- Directed by: Gunakumar
- Written by: Gunakumar
- Based on: You've Got Mail (1998)
- Produced by: N. Ravikumar
- Starring: Ramesh Aravind Ramnitu Chaudhary Suma Guha Kiran Srinivas
- Cinematography: A. C. Mahendran
- Edited by: R. Dorairaj
- Music by: A. T. Raveesh
- Production company: Shantha Enterprises
- Release date: 14 May 2010;
- Running time: 140 minutes
- Country: India
- Language: Kannada

= Preethiyinda Ramesh =

Preethiyinda Ramesh is a 2010 Indian Kannada language romantic comedy film directed by Gunakumar and produced by N. Ravikumar. The film stars Ramesh Aravind, Ramnitu Chaudhary and Suma Guha in pivotal roles. The story is inspired by the Hollywood film, You've Got Mail (1998) directed by Nora Ephron and starred Tom Hanks and Meg Ryan.

== Cast ==
- Ramesh Aravind as Ramesh / Arvind
- Ramanithu Chaudhary as Pari / Preethi
- Suma Guha
- Kiran Srinivas
- Ranjitha
- Prithviraj
- Sadashiva Brahmavar

== Soundtrack ==
All the songs are composed and scored by A. T. Raveesh. The track list consists of 5 songs.

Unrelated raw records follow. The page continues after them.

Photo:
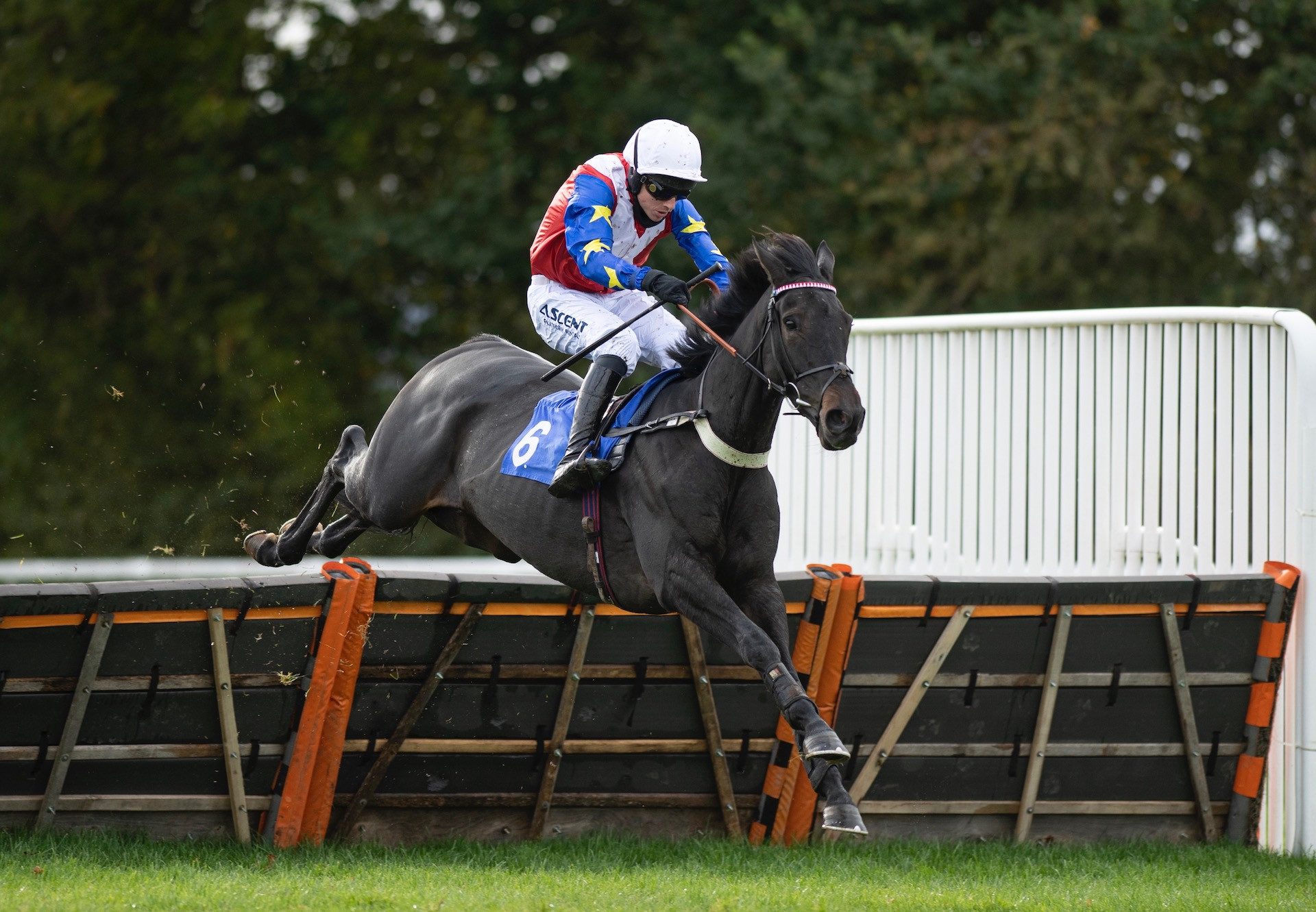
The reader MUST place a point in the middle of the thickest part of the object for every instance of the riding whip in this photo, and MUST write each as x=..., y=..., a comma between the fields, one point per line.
x=582, y=353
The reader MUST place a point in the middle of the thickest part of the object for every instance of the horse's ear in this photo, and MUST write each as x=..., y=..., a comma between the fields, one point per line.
x=827, y=261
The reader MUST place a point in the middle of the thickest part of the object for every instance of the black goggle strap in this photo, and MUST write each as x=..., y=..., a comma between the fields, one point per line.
x=662, y=191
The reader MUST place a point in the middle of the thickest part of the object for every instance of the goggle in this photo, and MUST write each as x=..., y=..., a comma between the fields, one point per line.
x=661, y=191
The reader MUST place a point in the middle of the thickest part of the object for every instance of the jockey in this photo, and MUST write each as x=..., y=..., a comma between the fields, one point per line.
x=590, y=277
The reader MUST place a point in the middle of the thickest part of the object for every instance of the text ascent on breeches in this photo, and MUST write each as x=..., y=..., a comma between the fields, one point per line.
x=569, y=320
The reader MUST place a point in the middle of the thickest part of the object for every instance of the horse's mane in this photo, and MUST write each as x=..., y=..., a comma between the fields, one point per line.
x=724, y=312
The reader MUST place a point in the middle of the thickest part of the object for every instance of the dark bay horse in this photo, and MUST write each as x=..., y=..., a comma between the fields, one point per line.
x=685, y=530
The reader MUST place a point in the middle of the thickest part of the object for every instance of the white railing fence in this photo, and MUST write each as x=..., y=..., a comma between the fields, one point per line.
x=1084, y=443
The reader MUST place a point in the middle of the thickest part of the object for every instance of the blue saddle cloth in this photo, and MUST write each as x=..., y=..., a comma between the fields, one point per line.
x=539, y=449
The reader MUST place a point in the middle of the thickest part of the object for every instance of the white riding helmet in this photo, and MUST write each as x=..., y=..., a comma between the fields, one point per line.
x=665, y=148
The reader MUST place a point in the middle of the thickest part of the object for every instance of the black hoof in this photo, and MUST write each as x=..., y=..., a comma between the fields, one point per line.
x=825, y=746
x=263, y=547
x=844, y=819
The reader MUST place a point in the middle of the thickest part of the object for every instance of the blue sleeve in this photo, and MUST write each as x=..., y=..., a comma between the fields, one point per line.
x=694, y=240
x=589, y=236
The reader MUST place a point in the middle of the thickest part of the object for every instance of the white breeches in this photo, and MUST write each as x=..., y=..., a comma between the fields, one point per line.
x=569, y=320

| Sl No | Song title | Singer(s) | Lyrics |
|---|---|---|---|
| 1 | "Horadi" | Chaitra H. G. | Shivananjappa Gowda |
| 2 | "Computer" | Avinash Chebbi | V. Nagendra Prasad |
| 3 | "Anguli" | A. T. Raveesh, Malgudi Subha | Vidya Kiran |
| 4 | "Nenapina Aleyali" | Vijay Prakash | K. Kalyan |
| 5 | "Something Something" | Rajesh Krishnan, Priyadarshini | K. Kalyan |

== Reception ==
A critic from The Times of India scored the film at 4 out of 5 stars and says "Ramesh Aravind marvels with expressions and dialogue delivery. Ramanitho is brilliant. Kiran and Suma Guha shine. Camera work by A C Mahender and music by A T Ravish are excellent". BSS from Deccan Herald wrote "A T Raveesh’s compositions and A C Mahendran’s camerawork complement each other. “Preethiyinda Ramesh” fails to wake up viewers jaded by mindless fare". Shruti Indira Lakshminarayana from Rediff.com scored the film at 1.5 out of 5 stars and wrote "This being a film about new age love story, the approach could have been more presentable. Cinematography, animation and the special effect bits don't contribute much either. Preeti Inda Ramesh was the name of a hugely popular celebrity chat show hosted by Ramesh for a TV channel. But its namesake film fails to wield the same charm".